Many people respond to this situation by proposing that some sort of legal–i.e. legislative–mechanism can or should be created to put the brakes on unbridled technological change. (Ban stem cell research, for instance.)
This is an amusing idea because it completely misses the point. Technology is already legislation; what’s more, it’s trans-national in scope, therefore can’t be controlled by any one legislative body. There’s no clearer example of this principle in action than today’s copyright wars. Technology has legislated away the current business model of the entertainment giants; they’re responding with a two-pronged attack. The first side of this is an attempt to legislate the technological genie back into the bottle (the RIAA, for example); the other side is an attempt to create technologies that circumvent unbridled copying (digital rights management or DRM for short). The first way won’t succeed because, for instance, the internet is by definition a system for copying files; there is no way to legislate around file sharing without making the fundamental function of the internet illegal. The second way could work (because technology is legislation)–it just can’t work in this particular case, because an uncrackable digital rights management system cannot be created. (The reason, if you’re interested, is that DRM is by definition a cryptographic system. Person A wants to send a message to person B without person C being able to copy or read (or listen to) it. The problem is that with all DRM schemes B and C are the same person.)
What’s hiding here is a huge lesson for anyone who wants to change the world. The slow, tortuous, inch-by-inch way to do it is by trying to change people’s minds about something. Many activists are tilting at the windmills of popular opinion in Europe and America, trying to do just this with regard to climate change. Fundamental changes in societal attitudes take generations; in the case of climate change, we don’t have that kind of time. Changing people’s minds is a great idea, we just can’t do it in this case.
A second way to change the world is through legislation. This is only marginally less painful a process than changing people’s minds. Some people thrive on political conflict, and for many people, engaging in an all-out political war feeds their sense that they’re actually doing something–even when no progress is made. Protests and actions have their place, but once again political activism represents a slow, steady pressure that measures its accomplishments across years, if not decades.
The third way to create change is through the market, which is fast, but morally neutral. But the engine of market innovation is technological change.
Technology circumvents the political process. This gives it a peculiar power that we can exploit. For example, it’s important that we stop building new coal plants, and even more so, that we shut down the ones we now use. Getting this accomplished by pushing for legislative changes could take decades–time we don’t have. But current trends show solar power decreasing in cost by 40% in the next three years alone. DARPA is pouring money into an effort to reach 50% efficiency with photovoltaic cells, and it looks like cheap roll-to-roll techniques may be usable to print such cells in bulk. So what happens a few years further on when photovoltaics become cheaper than coal?

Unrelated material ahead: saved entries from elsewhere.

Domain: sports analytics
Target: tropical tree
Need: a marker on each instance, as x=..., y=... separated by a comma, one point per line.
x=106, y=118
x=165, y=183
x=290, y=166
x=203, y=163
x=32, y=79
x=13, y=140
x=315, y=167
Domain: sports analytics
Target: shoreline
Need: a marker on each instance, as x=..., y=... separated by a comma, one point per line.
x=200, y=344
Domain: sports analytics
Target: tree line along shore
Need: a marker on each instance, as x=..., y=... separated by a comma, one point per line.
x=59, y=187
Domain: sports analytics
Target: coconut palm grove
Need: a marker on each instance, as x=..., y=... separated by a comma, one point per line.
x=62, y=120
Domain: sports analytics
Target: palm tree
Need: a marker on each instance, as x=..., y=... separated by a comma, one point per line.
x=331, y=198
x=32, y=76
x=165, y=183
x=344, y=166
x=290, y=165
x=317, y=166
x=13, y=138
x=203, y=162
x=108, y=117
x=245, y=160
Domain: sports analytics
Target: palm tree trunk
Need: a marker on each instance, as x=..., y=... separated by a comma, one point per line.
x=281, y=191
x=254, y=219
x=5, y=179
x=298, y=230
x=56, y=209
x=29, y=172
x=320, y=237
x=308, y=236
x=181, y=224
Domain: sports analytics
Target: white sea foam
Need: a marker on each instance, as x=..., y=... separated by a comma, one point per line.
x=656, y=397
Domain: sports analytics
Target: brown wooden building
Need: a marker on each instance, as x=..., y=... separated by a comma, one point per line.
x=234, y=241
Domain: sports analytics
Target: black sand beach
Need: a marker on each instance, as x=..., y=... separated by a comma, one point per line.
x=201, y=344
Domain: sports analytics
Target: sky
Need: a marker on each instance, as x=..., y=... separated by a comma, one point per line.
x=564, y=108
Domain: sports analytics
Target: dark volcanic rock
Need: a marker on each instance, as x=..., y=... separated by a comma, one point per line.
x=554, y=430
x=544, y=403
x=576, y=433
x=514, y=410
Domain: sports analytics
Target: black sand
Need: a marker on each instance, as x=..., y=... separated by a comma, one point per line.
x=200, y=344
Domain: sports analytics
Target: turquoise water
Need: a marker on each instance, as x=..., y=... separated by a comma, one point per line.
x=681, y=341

I’m not saying that people fighting against coal on the political front are wasting their time; what I am saying is that they are the ones who are holding the line; technology is the cavalry that will win the battle.
We don’t always have the convenience of new and transformative technologies with which to circumvent the political process; the cold war could be seen as a tragic period during which millions of people lived out their lives waiting to acquire the means for change. Luckily, the present moment is different. We now have, or are rapidly developing, disruptive technologies on many fronts. Green power systems will supplant coal; computers and the internet promise new systems of political and social organization.
You may loath technology; many people do. Its power to circumvent the political process is a danger–but it’s also a virtue. In the past that power has hurt us, but technologies like the internet have the potential to take us where we want to go. What’s important–now more than ever–is to be aware that the systems, devices and products we use are not passive objects that we manipulate to achieve our ends. They are actors in and of themselves.